UK farmers play rock music to help livestock 'chill out

Far from enjoying the quiet countryside, what farmyard animals really want to hear is a good rock song from the likes of Aerosmith and Bon Jovi, a survey has revealed. The survey that was carried out by RSPCA Freedom Food showed that 77 percent of farmers in the east of England play music or sing to their livestock, tipping Radio 2 as the most popular radio station for their animals, followed by Radio 1. According to farmers, pigs and cows like hearing music of Adele, Bon Jovi, Coldplay and Eminem.
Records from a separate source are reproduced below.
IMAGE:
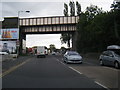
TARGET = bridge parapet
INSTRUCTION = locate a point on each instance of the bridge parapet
(38, 21)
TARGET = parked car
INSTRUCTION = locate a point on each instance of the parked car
(3, 53)
(41, 51)
(72, 57)
(111, 58)
(53, 53)
(14, 55)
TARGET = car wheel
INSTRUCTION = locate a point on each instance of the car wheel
(116, 64)
(101, 62)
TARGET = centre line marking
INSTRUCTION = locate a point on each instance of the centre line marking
(13, 68)
(75, 70)
(102, 85)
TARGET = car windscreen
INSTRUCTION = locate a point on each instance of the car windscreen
(117, 52)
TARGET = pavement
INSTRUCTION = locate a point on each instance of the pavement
(7, 64)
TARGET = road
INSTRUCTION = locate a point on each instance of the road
(51, 72)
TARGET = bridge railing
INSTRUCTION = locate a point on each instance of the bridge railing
(49, 20)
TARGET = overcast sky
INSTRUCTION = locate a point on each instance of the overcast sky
(44, 8)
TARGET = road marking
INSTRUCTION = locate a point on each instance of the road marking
(69, 67)
(13, 68)
(112, 68)
(75, 70)
(102, 85)
(60, 61)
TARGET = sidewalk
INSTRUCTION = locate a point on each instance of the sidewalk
(91, 57)
(7, 64)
The farmers have also admitted to singing hymns, rugby songs and piggy nursery rhymes to keep their animals relaxed. The research found that livestock also enjoyed keeping up to date with the current affairs and sports from Radio Five Live and Radio Four's Today programme. It follows research from Writtle College in Essex that had found that playing background music can have a positive effect on sows and piglets by increasing suckling and making mothers more playful. Mark Hayward of Dingley Dell Pork in Woodbridge, Suffolk, has taken the theory one step further and has an own house band the 'Broadside Boys'. "We often sit on the hay bales, singing and strumming to our Freedom Food pigs and I'm convinced they love it," the Daily Mail quoted Hayward as saying. "And when the bands not playing we have music on all the time, coming from the tractors or my truck. It's really important to be relaxed and calm around farm animals because they respond to your mood and in turn become more chilled out too. "Music and also talking to our animals is a key part of that. I chat away to my breeding sows all the time, although the piglets are often too busy to stay still long enough to listen," he said. The survey found that 59 per cent of farmers talk to their animals with hot topics including the weather and how they were feeling. "Chatting to farm animals may sound daft but there is a clear welfare message behind Freedom Food's survey," RSPCA farm animal scientist, Dr Marc Cooper, said. "The farmers said that their animals are more content, relaxed and calm when they interact with them in this way," "Like our pets, farm animals are intelligent, sentient beings and respond well to positive interaction, he added.